M-TH: Re: Marx on Timon of Athens

Chris Burford cburford at gn.apc.org
Mon Jun 7 13:34:06 PDT 1999


At 22:58 07/06/99 +1000, Rob Schaap wrote:
>G'day Chris,
>
>In *C1* Marx refers to Timon's speech, in which money is described as the
>'common whore of mankind': "Just as every qualitative difference between
>commodities is extinguished in money, so money, on its side, like the
>radical leveller that it is, does away with all distinctions." He then goes
>on to quote, of all characters, Creon (Sophocles's Antigone) on the evil of
>filthy lucre - and then gives us a bit of Athenaeus on greed. All to show
>that we have, under capitalism, lost the common-sense insights of yore.
>
>>>Marx would never have posited a "normal" attitude to money.
>
>What is (importantly) meant then is: *normal for western precapitalist
>societies* - from 460BC to 1601AD, anyway.
>
>Take a peek at S.S. Prawer's *Karl Marx & World Literature* - as Timon
>doesn't directly rate a mention in the index, try pp329-331 of the 1976
>edition (perhaps, alas, the only edition of a terrific book). Marx also
>muses about Timon in the Paris Manuscripts somewhere.
>
>Cheers,
>Rob.

Bravo. From this fragmentary connection some interesting themes develop.

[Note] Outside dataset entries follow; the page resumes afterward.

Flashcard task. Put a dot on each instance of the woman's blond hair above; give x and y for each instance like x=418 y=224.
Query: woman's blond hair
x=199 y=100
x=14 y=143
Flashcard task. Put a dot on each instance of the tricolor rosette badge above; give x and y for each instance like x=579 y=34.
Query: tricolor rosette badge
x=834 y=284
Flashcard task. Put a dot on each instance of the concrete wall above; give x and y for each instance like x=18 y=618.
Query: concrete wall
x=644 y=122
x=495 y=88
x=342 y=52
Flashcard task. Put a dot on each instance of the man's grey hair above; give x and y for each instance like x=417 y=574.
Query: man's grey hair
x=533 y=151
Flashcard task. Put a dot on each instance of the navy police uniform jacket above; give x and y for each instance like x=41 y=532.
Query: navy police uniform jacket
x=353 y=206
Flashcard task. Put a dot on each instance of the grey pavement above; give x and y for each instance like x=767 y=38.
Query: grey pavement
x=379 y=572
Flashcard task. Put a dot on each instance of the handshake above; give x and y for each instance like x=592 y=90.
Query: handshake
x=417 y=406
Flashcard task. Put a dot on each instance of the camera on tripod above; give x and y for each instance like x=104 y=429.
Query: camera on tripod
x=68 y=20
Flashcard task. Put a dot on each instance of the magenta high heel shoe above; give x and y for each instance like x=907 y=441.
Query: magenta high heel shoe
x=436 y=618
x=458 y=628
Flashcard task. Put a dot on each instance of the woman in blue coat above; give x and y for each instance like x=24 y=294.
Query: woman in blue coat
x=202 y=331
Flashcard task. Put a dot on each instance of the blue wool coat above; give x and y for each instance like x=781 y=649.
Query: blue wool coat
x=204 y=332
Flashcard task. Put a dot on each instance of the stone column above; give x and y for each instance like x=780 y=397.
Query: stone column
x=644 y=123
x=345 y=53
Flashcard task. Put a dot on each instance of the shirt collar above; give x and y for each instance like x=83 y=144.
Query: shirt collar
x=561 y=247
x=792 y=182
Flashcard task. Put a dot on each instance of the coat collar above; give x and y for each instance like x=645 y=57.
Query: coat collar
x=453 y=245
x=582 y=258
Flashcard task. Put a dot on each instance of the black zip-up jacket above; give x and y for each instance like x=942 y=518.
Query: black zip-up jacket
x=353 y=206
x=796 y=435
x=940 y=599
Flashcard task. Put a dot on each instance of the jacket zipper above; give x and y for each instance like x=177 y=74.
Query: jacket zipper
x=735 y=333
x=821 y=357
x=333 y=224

Another subscriber from the Bhaskar list was visiting lbo-talk and sent me a note.


>Marx quotes from Timons in Capital, the Chapter on money, the section on
>hoarding. It's the second footnote. He quotes also in the Grundrisse,
>v. 28 of the Collected Works, at p. 100, though this is just a line.

He thought it is probably also in Grundrisse.

A. I am having second thoughts about pronouncing that


>>>Marx would never have posited a "normal" attitude to money

The historical sources he cites come from times of commodity exchange and money but before the capitalist mode of production came to dominate.

B. Thanks for the clue about the Paris Manuscripts.

I have located it in the Economic and Philosophical Manuscripts, 1844, Third Manuscript, penultimate section, on Money. (Penguin edition pp 376-377)

This quotes the same passage from Timon of Athens but in full, and with a further passage.

He writes "Shakespeare paints a brilliant picture of the nature of money"

"It is the alienated capacity of mankind".

The discussion goes into dialectically complex psychological detail about the experience of money in a commodity dominated society, in contrast to a truly human relation to the world.

The existence of the same passage in Capital 1867 and in the Paris Manuscripts 1844 raises the question once again of the continuity versus the contrast in Marx's early and later writings.